Several years later I discovered that I really did have feelings for the man who would become my spouse. I didn’t want to have the lingering mess that I’d had with my rebound guy, but I also knew that this man was different than both the rebound guy and the psycho ex. He actually had drive and ambition, he had a grounding in faith and also a respect for other peoples beliefs, and to me it was a disservice to both of us if I didn’t explain to him about my faith and things that went on with my head. At that time I still thought that my fluxing and changing was purely due to the past life personas I had who were very strong. So, before we’d been in the relationship three months I took him with me to a get together some friends of similar beliefs and I had so he could see us talk about our past lives and alternate lives, and reading tarot together, and doing regressions and he was fine with that.

Over the next few years we talked at length about anything and everything. I feel very happy that we have a relationship that’s actually grounded in communication, despite what my step-father would say about it, we really do.
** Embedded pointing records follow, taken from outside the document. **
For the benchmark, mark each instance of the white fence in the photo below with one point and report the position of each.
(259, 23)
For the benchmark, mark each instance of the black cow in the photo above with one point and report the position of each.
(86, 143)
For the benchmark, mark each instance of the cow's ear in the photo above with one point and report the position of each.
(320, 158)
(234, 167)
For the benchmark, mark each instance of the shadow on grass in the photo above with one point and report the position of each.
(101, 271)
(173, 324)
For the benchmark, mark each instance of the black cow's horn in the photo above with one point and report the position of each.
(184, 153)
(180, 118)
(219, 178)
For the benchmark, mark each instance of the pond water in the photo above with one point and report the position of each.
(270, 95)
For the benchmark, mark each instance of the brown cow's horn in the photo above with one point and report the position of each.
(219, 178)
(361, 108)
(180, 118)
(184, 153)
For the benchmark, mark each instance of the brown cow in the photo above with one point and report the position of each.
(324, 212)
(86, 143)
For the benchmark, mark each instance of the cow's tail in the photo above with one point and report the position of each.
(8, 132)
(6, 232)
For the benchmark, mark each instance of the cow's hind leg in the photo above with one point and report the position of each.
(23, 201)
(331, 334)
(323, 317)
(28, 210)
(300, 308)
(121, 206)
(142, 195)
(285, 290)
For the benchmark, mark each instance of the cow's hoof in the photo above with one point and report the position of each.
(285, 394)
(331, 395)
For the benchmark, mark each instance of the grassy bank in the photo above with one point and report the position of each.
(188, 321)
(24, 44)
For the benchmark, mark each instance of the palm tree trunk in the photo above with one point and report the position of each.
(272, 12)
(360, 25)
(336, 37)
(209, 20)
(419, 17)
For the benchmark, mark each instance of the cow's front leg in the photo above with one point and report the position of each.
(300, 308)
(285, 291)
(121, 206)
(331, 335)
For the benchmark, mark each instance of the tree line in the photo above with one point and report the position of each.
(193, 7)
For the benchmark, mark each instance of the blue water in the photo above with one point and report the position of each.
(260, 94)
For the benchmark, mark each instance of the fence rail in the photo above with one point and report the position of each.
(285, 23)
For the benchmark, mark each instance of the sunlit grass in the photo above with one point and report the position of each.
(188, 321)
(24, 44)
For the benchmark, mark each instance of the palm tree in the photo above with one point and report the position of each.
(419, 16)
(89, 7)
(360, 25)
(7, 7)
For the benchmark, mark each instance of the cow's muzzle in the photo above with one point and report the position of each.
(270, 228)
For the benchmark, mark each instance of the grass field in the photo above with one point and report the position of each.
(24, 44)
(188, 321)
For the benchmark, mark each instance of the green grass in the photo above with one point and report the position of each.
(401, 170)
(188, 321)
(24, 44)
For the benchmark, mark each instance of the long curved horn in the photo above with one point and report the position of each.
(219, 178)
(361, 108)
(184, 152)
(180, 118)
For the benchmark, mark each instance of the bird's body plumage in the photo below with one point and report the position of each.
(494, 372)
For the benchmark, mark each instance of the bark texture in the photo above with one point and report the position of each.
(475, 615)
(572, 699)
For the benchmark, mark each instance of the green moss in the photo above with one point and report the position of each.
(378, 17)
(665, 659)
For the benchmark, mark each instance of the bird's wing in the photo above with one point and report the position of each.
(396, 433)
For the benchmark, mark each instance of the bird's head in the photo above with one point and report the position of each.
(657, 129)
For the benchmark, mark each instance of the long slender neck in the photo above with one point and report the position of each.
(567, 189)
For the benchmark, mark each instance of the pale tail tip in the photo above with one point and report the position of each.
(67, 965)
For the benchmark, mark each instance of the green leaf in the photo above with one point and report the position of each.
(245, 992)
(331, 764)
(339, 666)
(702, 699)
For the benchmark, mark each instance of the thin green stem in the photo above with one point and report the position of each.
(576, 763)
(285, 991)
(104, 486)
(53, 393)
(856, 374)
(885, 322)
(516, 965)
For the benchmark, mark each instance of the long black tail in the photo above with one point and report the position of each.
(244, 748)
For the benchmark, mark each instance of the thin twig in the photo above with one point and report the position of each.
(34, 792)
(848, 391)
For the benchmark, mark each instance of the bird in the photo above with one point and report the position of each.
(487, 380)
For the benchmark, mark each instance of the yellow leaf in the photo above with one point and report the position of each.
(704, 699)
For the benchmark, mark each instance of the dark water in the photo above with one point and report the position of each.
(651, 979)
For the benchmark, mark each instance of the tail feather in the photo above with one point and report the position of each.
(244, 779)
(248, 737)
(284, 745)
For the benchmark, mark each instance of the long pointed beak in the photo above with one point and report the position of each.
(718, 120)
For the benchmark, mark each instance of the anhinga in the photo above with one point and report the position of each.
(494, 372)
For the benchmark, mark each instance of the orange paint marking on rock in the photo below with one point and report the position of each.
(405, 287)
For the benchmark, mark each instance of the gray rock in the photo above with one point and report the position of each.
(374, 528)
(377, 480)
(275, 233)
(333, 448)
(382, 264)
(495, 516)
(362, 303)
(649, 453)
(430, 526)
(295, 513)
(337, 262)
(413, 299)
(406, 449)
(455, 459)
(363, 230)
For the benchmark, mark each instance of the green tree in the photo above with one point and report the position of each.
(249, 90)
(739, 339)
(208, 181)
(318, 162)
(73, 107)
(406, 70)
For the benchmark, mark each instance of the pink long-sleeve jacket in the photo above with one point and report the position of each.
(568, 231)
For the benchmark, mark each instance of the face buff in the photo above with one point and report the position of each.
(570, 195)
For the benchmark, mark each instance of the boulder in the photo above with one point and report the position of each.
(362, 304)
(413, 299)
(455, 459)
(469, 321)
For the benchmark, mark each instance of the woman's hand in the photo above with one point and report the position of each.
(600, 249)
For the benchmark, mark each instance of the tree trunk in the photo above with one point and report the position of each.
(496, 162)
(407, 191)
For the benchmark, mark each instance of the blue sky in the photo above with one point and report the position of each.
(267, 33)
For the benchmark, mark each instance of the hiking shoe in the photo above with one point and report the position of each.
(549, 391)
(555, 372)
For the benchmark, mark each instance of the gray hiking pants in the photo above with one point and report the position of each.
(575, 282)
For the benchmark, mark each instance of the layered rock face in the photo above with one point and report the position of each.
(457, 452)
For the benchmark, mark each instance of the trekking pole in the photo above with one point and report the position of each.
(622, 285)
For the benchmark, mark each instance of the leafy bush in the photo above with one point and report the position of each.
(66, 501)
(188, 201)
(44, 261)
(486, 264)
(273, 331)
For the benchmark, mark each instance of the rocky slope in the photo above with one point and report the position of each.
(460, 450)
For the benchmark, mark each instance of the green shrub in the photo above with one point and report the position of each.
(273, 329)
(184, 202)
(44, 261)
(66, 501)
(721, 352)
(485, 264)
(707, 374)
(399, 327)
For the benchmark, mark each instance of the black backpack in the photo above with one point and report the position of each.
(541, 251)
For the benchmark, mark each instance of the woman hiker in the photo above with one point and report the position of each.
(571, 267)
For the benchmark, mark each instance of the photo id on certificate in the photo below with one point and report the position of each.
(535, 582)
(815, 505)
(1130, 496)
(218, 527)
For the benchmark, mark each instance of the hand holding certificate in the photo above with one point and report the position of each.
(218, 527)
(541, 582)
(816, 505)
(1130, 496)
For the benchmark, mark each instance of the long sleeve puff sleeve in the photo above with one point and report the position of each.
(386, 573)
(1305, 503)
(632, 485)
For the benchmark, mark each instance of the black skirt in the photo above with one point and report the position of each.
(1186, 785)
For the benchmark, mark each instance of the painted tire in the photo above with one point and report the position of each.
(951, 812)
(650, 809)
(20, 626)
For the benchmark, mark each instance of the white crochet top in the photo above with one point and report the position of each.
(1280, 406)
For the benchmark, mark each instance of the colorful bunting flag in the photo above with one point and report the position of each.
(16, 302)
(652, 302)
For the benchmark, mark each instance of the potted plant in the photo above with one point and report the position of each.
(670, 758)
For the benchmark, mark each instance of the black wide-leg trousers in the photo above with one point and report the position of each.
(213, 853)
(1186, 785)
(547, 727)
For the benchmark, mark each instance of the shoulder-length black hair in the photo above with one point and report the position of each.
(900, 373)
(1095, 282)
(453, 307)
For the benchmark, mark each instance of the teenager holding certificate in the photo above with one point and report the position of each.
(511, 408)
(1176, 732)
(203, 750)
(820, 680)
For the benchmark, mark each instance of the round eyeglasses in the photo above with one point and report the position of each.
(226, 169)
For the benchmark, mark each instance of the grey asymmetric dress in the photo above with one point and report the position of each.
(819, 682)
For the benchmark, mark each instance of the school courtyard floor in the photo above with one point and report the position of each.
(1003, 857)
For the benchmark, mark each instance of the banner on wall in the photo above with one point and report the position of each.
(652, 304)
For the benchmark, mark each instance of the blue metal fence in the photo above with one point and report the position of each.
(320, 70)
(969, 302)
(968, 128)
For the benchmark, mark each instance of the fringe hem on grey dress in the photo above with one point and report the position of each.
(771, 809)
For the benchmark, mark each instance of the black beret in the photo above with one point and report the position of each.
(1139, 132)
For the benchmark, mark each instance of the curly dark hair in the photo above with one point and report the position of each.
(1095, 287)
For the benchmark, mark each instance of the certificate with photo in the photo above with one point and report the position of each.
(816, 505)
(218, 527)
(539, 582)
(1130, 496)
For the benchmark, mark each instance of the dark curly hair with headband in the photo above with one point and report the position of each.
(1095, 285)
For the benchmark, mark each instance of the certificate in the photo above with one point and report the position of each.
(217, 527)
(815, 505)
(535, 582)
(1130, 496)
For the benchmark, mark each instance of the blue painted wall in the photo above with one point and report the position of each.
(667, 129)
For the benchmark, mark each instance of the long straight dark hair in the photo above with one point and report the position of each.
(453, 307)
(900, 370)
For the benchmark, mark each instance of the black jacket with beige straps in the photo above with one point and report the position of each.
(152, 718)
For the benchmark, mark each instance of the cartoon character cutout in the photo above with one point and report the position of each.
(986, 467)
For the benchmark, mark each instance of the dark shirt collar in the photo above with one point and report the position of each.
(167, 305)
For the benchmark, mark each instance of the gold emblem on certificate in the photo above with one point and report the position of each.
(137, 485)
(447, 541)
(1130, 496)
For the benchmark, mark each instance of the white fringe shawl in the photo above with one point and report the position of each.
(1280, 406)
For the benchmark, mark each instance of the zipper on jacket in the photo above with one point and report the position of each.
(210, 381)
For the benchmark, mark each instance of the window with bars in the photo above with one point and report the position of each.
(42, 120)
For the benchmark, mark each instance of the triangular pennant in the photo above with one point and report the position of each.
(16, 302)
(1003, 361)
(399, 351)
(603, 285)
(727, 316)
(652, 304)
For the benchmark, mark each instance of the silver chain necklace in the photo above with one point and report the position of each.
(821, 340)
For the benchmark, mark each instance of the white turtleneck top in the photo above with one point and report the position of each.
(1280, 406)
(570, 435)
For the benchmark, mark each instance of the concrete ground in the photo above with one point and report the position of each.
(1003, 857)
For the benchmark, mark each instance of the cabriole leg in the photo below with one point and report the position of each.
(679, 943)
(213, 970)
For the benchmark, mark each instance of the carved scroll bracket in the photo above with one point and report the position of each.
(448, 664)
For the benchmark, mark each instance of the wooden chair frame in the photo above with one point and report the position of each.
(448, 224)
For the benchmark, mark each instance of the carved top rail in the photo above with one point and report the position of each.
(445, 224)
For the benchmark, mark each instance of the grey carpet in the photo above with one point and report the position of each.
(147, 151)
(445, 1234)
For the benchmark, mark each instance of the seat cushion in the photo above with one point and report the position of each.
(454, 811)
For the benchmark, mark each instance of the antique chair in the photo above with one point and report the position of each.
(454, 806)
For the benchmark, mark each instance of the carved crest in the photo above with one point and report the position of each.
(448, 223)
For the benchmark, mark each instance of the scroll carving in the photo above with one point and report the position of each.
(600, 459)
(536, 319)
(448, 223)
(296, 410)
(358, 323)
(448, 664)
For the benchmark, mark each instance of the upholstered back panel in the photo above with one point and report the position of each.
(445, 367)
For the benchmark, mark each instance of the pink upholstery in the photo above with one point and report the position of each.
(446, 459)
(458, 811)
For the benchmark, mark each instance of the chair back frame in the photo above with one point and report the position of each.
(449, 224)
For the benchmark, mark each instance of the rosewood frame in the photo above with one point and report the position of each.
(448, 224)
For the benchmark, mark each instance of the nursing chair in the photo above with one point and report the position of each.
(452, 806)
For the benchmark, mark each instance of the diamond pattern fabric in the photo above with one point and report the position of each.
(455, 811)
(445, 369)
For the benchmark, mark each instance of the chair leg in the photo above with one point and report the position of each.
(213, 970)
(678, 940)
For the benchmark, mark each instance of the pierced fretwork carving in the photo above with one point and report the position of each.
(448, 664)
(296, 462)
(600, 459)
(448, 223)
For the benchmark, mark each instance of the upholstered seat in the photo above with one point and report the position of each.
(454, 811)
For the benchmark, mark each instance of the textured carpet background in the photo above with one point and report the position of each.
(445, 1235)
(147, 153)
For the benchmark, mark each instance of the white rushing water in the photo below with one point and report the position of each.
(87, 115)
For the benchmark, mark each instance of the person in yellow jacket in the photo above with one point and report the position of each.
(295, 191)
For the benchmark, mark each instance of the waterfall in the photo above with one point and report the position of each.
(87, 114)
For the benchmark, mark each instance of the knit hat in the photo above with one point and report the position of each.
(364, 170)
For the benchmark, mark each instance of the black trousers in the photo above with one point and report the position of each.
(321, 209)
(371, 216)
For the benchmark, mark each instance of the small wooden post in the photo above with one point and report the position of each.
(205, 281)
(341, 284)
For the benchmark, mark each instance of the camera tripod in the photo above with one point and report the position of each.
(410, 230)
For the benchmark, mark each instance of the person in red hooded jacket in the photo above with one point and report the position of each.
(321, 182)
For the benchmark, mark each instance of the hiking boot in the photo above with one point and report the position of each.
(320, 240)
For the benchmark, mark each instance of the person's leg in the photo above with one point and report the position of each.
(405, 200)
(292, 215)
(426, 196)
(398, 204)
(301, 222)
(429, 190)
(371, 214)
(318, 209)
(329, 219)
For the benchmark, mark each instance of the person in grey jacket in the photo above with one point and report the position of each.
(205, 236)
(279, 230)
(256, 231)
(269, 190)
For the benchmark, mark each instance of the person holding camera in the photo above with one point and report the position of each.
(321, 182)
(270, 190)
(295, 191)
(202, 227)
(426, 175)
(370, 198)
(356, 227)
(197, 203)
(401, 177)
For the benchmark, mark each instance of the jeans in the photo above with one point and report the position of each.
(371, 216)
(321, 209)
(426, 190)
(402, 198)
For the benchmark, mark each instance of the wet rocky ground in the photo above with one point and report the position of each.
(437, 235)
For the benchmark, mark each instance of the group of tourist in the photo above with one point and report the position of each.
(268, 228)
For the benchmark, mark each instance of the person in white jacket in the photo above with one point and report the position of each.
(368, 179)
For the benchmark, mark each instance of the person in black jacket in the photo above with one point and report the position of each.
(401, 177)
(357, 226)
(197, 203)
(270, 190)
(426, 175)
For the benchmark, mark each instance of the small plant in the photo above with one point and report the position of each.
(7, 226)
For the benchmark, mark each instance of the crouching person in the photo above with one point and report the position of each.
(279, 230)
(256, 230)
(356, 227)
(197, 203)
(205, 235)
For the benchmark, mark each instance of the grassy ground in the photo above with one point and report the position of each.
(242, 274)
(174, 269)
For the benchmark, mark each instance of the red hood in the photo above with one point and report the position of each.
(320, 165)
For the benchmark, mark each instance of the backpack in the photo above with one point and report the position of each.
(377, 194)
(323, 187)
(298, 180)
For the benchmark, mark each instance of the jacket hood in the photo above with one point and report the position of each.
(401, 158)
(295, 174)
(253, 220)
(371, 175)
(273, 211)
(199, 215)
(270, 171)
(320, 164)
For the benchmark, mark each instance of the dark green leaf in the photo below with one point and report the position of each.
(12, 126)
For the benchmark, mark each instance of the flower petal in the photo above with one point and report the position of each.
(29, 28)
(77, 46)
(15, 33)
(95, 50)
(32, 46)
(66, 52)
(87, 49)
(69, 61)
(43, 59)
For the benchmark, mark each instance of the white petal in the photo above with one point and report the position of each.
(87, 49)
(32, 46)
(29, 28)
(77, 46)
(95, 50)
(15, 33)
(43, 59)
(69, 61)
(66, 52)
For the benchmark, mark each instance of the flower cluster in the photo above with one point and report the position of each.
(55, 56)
My step-father would try to lie to one or both of us about other things going on figuring that he would get away with it because he would tell whoever he was talking to that they shouldn’t tell the other of us, but my husband and I would discuss things and then he would come back and say, “You guys don’t talk at ALL do you?” and it was more of a, “No, we DO talk you’re just a lying manipulative jerk.”

Anyway…back to my point. I came to realize especially when I became pregnant in 2005 that I was still very fluxy that it really wasn’t just channeling that there was something else going on. I was terrified that my fluxiness would have a detrimental affect on my unborn son, so I tried to clamp things down and function using just one of my personas. That didn’t work at all. I went from being able to function to being a walking shell. So, I decided I should have a new tactic. I talked at length about these things with my husband, and he agreed that it was better for me to be functional and flip periodically than not functional, and pointed out to me that logically it would be better for our son to have a mother who was functional and whose voice and mannerisms changed every once in a while than for his mother to be a shell of a person.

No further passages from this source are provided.